The Federal Trade Commission didn't place a lot of trust in SmartClick Media's "Doctor Trusted" certification program when it reached a deal with the company and owner Robert Vozdecky to stop their misleading claims.

The defendants marketed and sold a certification seal to hundreds of websites that offered health-related products and services (such as dietary supplements). The "Doctor Trusted" seal featured a photo of an individual in a white coat with a stethoscope, an "active" date that implied that the recommendation was current, and a "click to verify" link.

When consumers clicked on the link, a pop-up box appeared, stating that: "[Website name] was carefully evaluated by an independent medical doctor who reviewed its medical information, claims, products, terms of service, and policies, and has found the site to be trustworthy and safe for purchases as of the time of the review." The certification was issued by the " Consumer Protection Organization."

In reality, the seal and certificates were meaningless, the FTC alleged. The defendants did in fact hire doctors, but their review of the products on the websites was superficial, the agency said, and they made no determination as to whether the advertising claims for the products were supported.

Despite this, the defendants promoted the "Doctor Trusted" program as "one of the most effective ways to increase sales with the least amount of effort," claiming that the seal will "give visitors a new level of confidence to purchase your product." About 800 seals and certifications were sold to different websites over the course of three years at a price of $99.95 plus $39.95 per month, including websites that appeared as defendants in other FTC actions.

The defendants also operated their own websites—such as—that were deceptively formatted to appear to be health product review sites or independent lifestyle blogs, the agency said, when they were actually advertising vehicles and the defendants received a commission each time a consumer clicked on the site or purchased an advertised product.

Pursuant to the proposed stipulated final order, the defendants will be prohibited from misrepresenting the extent to which medical or other expertise is used to evaluate a product, that they are a consumer protection or nonprofit organization, the frequency with which they evaluate, certify, or review a product or service, and that any website is an independent resource for products or services.
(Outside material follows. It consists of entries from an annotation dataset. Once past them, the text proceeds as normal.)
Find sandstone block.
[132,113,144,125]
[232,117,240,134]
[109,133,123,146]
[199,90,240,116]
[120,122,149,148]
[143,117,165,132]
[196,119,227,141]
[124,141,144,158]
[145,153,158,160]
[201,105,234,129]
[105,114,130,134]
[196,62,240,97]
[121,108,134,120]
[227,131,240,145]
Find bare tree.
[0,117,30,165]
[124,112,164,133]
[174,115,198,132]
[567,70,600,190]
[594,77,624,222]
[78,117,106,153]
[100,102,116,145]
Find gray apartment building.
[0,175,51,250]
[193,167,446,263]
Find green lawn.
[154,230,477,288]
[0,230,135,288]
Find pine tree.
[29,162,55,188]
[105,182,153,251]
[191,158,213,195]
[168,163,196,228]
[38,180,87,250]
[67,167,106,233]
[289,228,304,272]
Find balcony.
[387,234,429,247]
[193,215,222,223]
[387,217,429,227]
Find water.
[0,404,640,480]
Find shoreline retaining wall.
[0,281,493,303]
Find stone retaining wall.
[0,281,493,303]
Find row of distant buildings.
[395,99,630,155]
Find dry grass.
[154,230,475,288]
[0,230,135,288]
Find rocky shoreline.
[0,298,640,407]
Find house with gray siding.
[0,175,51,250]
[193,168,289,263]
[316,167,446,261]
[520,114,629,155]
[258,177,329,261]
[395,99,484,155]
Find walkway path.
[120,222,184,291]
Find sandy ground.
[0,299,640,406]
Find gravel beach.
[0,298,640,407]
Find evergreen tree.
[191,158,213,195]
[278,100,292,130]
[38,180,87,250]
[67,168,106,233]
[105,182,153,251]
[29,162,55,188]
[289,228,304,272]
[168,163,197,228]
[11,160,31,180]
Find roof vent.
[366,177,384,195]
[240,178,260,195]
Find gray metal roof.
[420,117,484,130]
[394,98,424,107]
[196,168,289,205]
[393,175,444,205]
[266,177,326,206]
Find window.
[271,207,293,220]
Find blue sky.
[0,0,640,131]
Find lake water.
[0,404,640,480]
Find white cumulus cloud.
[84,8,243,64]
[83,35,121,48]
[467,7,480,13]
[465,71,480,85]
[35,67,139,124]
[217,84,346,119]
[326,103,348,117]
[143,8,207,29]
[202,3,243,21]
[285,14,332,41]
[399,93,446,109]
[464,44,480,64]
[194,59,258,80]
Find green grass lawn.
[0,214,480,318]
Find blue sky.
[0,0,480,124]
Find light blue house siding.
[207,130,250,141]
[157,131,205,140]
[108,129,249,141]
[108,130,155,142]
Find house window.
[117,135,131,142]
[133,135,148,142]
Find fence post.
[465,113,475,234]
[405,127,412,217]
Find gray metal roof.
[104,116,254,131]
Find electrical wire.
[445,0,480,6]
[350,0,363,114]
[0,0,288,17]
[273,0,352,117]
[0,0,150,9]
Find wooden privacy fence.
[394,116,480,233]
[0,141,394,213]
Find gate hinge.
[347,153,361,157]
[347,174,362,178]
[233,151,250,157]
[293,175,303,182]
The defendants will also be required to take affirmative action, including disclosing when the content of any website or other publication is not written by an objective source, but is instead an ad or paid placement, as well as disclosing any material connection between themselves and any product or service being discussed, reviewed, or evaluated on a website or other publication.

A judgment of $600,000 will be partially suspended upon payment of $35,000.

To read the complaint and proposed stipulated order in FTC v. SmartClick Media, click here.

Why it matters: "Consumers should be able to rely on seals and certificates for accurate information on how products are tested and evaluated," Jessica Rich, Director of the FTC's Bureau of Consumer Protection, said in a statement about the action. "Unfortunately, in this case, they were completely misled by the sellers of the 'Doctor Trusted' program." The case reminds marketers to proceed with caution when using seals, certifications, and reviews, particularly in the context of health claims, to ensure that the formatting of a site does not imply independent content or reviews, and to disclose any material connections that consumers may not expect.